10 reviews1 follower
February 8, 2017
Relph ascribes the contemporary city to two 20th century changes: new engineering technologies which reinforced an "international style" in architecture and town planning (which chap. 8 says erroneously was taken seriously only after 1945; and "a firm belief in the merits of self-consciousness," which is not convincingly documented in his book.
The book however omits two contributing causes that seem primary. One is the "development industry" dating from at least the middle 18th century, when big landowners like the dukes of Westminster and Bedford (or public servants designing new cities, notably L'Enfant), because they designed and ultimately invested their capital on the basis of estimating future returns of rent. This is why (for example) London and New York developed differently in the 19th century, even though both were growing as fast as current technology allowed.

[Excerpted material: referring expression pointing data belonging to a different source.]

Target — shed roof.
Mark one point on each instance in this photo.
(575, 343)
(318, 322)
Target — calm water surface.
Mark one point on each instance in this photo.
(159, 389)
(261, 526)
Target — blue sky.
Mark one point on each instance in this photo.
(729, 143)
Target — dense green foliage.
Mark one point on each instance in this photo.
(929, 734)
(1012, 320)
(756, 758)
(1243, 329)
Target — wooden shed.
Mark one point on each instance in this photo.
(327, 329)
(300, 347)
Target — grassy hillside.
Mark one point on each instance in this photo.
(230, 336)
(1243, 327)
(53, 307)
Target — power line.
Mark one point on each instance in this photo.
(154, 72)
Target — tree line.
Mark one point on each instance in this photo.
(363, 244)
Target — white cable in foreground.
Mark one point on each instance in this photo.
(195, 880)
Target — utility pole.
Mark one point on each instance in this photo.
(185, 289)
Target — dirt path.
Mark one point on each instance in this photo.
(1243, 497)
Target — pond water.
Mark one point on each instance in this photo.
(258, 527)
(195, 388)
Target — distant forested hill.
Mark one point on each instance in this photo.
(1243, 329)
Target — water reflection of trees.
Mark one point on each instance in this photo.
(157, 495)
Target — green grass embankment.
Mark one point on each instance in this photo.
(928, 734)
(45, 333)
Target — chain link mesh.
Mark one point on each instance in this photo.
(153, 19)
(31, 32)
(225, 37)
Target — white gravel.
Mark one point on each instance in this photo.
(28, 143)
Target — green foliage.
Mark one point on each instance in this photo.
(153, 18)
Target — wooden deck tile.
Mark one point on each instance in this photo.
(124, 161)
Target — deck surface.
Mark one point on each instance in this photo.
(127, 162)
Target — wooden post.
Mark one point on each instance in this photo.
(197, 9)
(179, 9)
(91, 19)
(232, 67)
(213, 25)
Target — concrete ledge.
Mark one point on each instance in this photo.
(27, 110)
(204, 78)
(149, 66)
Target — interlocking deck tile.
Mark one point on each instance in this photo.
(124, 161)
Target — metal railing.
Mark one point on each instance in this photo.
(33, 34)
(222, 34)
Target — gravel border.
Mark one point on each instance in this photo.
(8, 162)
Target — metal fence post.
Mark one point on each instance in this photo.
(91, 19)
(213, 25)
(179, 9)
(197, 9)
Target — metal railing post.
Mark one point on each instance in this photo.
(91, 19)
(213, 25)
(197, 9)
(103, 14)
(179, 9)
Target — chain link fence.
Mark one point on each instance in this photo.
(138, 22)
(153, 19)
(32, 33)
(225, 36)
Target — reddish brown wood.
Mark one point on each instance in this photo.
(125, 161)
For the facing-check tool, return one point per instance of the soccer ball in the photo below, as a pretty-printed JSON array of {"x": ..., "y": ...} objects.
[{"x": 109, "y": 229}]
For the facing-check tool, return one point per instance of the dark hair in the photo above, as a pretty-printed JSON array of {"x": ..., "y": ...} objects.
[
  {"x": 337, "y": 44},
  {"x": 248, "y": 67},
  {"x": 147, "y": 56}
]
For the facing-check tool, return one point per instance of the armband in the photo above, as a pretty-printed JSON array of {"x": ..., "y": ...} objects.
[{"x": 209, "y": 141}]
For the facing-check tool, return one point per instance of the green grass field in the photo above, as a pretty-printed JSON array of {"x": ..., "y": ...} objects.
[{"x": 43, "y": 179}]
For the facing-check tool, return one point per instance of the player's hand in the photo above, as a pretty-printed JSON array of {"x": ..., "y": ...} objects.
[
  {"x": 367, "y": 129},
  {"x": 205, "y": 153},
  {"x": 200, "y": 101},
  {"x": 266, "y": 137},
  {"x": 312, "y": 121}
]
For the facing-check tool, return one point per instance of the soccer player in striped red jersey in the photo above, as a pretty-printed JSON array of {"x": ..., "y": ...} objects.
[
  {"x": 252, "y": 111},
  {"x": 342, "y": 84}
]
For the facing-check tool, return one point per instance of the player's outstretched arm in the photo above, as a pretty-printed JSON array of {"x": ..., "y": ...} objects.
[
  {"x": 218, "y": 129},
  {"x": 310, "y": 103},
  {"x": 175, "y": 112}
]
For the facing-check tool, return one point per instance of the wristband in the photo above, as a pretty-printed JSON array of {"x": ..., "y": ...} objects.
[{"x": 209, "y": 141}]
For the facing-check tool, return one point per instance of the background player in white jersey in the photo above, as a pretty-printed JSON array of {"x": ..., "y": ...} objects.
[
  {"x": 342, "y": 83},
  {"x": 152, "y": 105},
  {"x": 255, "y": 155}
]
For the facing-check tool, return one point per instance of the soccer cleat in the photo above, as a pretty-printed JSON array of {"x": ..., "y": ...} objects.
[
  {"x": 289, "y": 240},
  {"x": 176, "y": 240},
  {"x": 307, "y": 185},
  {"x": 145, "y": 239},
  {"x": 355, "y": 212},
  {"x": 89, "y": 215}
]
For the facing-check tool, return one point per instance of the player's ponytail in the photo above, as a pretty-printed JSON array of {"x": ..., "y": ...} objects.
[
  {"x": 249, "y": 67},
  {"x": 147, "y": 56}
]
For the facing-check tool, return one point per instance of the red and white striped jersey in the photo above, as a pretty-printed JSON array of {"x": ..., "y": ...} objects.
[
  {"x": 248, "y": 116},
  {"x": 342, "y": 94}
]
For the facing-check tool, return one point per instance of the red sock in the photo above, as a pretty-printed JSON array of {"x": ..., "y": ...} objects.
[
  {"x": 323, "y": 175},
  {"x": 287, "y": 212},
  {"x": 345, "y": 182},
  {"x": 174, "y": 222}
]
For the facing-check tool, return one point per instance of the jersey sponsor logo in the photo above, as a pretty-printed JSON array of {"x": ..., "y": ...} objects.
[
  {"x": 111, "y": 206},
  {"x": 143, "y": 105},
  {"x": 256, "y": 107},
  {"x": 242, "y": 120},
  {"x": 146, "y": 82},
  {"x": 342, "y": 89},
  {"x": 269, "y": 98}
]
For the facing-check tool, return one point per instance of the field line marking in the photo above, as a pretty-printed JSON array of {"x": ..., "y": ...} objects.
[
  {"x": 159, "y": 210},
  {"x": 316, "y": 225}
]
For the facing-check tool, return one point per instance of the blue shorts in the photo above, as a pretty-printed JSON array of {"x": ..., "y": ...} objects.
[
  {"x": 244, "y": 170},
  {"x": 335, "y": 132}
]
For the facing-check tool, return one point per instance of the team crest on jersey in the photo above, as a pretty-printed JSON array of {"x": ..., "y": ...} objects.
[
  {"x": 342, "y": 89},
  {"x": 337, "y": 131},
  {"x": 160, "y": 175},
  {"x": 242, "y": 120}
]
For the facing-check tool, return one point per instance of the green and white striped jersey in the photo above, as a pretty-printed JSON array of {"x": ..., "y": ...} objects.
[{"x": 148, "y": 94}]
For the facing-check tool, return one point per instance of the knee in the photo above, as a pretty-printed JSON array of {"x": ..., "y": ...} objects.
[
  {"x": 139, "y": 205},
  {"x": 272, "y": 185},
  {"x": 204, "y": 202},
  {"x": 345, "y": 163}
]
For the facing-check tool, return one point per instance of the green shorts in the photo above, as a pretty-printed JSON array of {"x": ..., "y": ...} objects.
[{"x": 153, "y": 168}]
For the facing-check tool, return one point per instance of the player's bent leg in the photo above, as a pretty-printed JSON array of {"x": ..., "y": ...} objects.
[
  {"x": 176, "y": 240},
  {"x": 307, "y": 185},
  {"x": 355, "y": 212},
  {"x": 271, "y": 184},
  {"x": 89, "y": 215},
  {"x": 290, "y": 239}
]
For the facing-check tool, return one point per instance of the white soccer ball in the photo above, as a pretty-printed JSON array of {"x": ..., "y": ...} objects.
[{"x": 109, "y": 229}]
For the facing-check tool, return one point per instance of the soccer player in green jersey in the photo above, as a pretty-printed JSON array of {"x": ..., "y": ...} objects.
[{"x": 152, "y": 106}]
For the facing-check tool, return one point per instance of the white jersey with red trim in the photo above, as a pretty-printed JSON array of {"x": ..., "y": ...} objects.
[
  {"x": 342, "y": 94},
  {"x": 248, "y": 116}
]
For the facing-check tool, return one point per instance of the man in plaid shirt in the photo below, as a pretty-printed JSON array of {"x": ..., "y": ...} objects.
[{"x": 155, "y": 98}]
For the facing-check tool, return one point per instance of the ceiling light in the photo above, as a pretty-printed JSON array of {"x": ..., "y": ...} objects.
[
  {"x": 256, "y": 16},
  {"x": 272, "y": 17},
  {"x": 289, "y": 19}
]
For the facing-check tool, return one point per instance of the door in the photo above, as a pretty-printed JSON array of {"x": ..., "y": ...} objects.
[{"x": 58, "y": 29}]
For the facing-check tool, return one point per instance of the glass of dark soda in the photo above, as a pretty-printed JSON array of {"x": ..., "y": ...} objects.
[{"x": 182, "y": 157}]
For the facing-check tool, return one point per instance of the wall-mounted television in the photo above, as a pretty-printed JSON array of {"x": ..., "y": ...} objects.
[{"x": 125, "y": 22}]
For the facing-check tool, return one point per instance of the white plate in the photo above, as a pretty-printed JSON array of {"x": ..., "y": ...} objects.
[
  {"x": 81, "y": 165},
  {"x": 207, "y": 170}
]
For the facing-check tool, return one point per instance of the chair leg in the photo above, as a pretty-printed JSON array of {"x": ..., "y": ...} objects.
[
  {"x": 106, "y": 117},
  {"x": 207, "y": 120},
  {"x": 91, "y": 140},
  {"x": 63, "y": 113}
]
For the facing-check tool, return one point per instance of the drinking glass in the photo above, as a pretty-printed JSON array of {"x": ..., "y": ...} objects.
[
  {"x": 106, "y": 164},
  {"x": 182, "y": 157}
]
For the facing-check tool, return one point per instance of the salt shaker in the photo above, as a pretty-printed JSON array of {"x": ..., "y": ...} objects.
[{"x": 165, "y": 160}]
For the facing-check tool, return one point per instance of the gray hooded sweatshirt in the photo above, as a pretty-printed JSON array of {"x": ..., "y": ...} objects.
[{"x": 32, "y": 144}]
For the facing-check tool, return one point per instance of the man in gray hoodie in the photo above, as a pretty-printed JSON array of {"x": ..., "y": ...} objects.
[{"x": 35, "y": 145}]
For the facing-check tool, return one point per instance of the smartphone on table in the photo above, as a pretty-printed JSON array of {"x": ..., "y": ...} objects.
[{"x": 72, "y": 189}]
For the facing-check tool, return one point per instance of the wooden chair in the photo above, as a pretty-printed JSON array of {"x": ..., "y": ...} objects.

Secondly the book omits changes in "social thought," measurable in two respects. The simplest is the recognized profession of social worker, which did not exist when L'Enfant laid out Washington. The other is housing for the poorest classes, and where responsibility for this housing was agreed to lie. In 1800 this was an exclusively private matter, whether of the poor tenant or the profit-seeking landlord, and no business of the state: in the early 20th century the housing of the poorest classes became a public responsibility, and thus the political business of city governments and national governments. Relph mentions this only in the postwar years and mainly when discussing the architecture (and unlivability) of high-rise public housing built in the 1960s. He does not consider why some cities had slums and others did not, although this was at least after 1945 an important political topic, about which municipal politicians differed -- with visible consequences in their different cities.
This reader is biased because my very first job was as an office boy in the library of the Architectural Association, one of the two rival architectural schools in London in the 1950s; and, being bookish, I read a lot as well as listened to what the influential teachers said. They were besotted with theory (principally the doctrines of Le Corbusier, an author not technically qualified as an architect, who wrote much more about buildings and cities than he actually built.) This book (produced early in the author's career) is similarly oriented more to the (truly fascinating) library about architecture than to the actual cities the author then new, and notably not to those authors (notably Lewis Mumford, but they go back as far as the Romans) who earlier attempted to tell us why cities developed and how they came to be so different. Relph was writing just when the postwar builders began to admit many of their prewar theories failed in practice: but there was then no literature that matched the prewar publications but proposed anything different. He cites Jane Jacobs (1961) but she told us what failed, and why, without attempting to tell us what might both tackle contemporary problems and generate a livable or lively city.
If this can be written, it would probably have to reckon with both the economics and the politics of building today: and experts in these topics (if there are any) seem not to have time to write books.